Am 7. Oktober gab die israelische Regierung Videoaufnahmen von Hannibal-Direktiven heraus, die dazu führten, dass Apache-Hubschrauberpiloten und Panzerbesatzungen auf Israels eigene Bürger im Gaza-Umland zielten, angeblich um zu verhindern, dass sie als Geiseln genommen werden. Der israelische Brigadegeneral Barak Hiram ordnete persönlich an, dass eine Panzerbesatzung ein Haus im Kibbutz Be’eri beschießt, obwohl er wusste, dass es mit israelischen Zivilisten gefüllt war, die von Hamas-Kämpfern festgehalten wurden, die eine Verhandlungslösung suchten. Ein Dutzend Israelis wurde bei dem Angriff getötet und hinterließ laut dem einzigen israelischen Überlebenden „ein Haus voller Leichen“. Eine israelische Panzerkommandantin aus einer rein weiblichen Einheit erklärte ebenfalls, dass ihr befohlen wurde, israelische Häuser zu beschießen, ohne zu wissen, wer sich darin befand. Eine Untersuchung der israelischen Polizei ergab später, dass israelische Hubschrauber am 7. Oktober das Nova Electronic Music Festival beschossen.

Angesichts Israels Vorgeschichte, am 7. Oktober auch eigene Bürger ins Visier genommen und die Öffentlichkeit darüber in die Irre geführt zu haben, könnte der Staat so viel Videomaterial wie möglich zurückhalten, um zu verhindern, dass weitere Beweise dafür öffentlich werden, dass die israelische Armee ihre eigenen Bürger getötet hat.

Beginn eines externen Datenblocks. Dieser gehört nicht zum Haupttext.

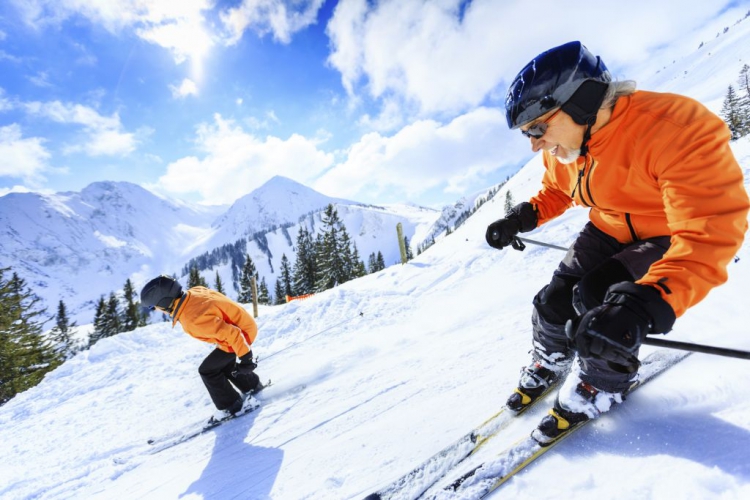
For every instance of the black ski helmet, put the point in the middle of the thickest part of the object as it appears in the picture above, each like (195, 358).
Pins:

Israel hat ein starkes Interesse daran gezeigt, die Ereignisse vom 7. Oktober zu dokumentieren und Narrative durch sorgfältige Auswahl und Verbreitung zu kontrollieren. Gleichzeitig hat es sich geweigert, an unabhängigen internationalen Untersuchungen des Angriffs, der israelischen Reaktion oder der weit verbreiteten und inzwischen vielfach widerlegten Behauptungen über massenhafte sexuelle Gewalt durch Hamas und andere palästinensische bewaffnete Gruppen teilzunehmen. Laut dem israelischen Staat ist allein Israel berechtigt und in der Lage, solche Untersuchungen durchzuführen.

Allerdings hat der Staat es auffällig versäumt, eine eigene umfassende Sonderuntersuchung zu dem offensichtlichen massiven Geheimdienstversagen und militärischen Debakel einzuleiten. Tatsächlich musste die israelische Regierung laut Berichten der Times of Israel von ihrem eigenen Obersten Gericht dazu gedrängt werden, eine staatliche Untersuchungskommission zu den Ereignissen einzurichten. Die israelische Regierung hat nun bis zum 1. Juli Zeit, einen „geeigneten Rahmen“ für die Untersuchung der Ereignisse vorzulegen, nach jahrelangem Druck durch die Familien der an diesem Tag getöteten Israelis.

Da das israelische Militär- und Geheimdienstsystem sich weigert, möglicherweise Hunderte Stunden an Aufnahmen an ihre Eigentümer zurückzugeben, beginnen einige Israelis, die die Angriffe vom 7. Oktober erlebt haben, sich zu fragen, ob etwas verborgen wird.